Garver’s contribution to such a sorry team was well known and should have carried him to victory in the race for the 1951 MVP. Instead, he finished just behind the Yankees’ Yogi Berra. Garver would have won had not the New York sportswriters completely left him off their ballots, shifting the award to Berra. Garver had certainly earned the title of most valuable player, as the Browns’ .262 win percentage in the games in which he did not appear is the fourth lowest in MLB history and the worst record since 1899.

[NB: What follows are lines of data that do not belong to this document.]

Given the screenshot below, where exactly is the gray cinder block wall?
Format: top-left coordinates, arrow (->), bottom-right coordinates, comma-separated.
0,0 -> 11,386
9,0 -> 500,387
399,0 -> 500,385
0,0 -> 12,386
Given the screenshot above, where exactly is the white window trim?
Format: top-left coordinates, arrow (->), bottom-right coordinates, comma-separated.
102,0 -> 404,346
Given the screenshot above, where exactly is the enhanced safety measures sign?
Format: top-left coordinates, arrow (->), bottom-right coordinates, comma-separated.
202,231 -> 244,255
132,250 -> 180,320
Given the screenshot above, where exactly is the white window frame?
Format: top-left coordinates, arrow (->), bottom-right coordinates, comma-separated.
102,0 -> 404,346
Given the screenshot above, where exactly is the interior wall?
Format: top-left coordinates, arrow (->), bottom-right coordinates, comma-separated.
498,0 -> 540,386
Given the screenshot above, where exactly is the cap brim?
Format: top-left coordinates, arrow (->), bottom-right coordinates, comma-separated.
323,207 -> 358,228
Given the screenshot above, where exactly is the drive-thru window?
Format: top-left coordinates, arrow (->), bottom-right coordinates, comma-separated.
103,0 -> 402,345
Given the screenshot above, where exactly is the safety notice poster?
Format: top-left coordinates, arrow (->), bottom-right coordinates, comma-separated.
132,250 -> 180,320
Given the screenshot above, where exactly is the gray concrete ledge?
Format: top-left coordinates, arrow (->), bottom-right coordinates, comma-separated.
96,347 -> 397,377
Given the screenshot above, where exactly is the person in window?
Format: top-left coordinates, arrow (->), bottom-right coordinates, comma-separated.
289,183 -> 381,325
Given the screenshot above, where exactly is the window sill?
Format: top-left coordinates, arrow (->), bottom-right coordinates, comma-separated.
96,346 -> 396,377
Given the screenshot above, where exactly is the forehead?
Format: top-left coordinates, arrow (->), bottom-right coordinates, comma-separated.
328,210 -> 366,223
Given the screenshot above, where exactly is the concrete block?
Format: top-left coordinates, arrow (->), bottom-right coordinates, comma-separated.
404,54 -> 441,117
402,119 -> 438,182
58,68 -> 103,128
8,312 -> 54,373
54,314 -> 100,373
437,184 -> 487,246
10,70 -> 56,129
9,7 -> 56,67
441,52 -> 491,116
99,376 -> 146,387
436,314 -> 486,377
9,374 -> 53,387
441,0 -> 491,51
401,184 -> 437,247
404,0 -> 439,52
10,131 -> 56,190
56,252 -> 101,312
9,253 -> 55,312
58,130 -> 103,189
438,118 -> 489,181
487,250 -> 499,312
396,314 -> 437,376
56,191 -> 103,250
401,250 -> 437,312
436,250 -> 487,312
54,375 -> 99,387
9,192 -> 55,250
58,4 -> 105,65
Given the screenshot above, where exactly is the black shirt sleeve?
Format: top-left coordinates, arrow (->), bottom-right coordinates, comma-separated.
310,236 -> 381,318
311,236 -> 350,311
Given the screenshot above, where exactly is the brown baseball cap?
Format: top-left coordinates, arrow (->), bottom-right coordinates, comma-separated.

So how good was this guy? He was almost universally a junk ball pitcher, rarely throwing directly across the plate and an expert at tricking opposing batters into swinging at bad pitches. A batter who reaches for something out of the strike zone rarely makes good contact, resulting in lots of weak grounders and shallow popups. The result was a 50/50 shot at a strikeout or walk (881 of each in his career) with many frustrated opponents who just couldn’t score against him.
Adding Garver’s 1952 Topps Card to the Set
This card was yet another eBay purchase. It fits the not very helpful condition of “low-grade” assigned by the seller, but I’m not very picky when diving into the sub-$5 range for ’52 cards. What’s great about this particular example is that a previous owner sought to update Garver’s team affiliation after his August 1952 trade to the Tigers. “TIGER” is penciled in between Garver’s name and facsimile signature on the front of the card. It would be great to match this up with a similarly edited card of one of the three Detroit players that were received by the Browns in the same transaction. All six players involved in the trade are shown in the ’52 Topps set with their original teams, potentially shedding a bit of light on the timing of exactly when Topps went to press with each series.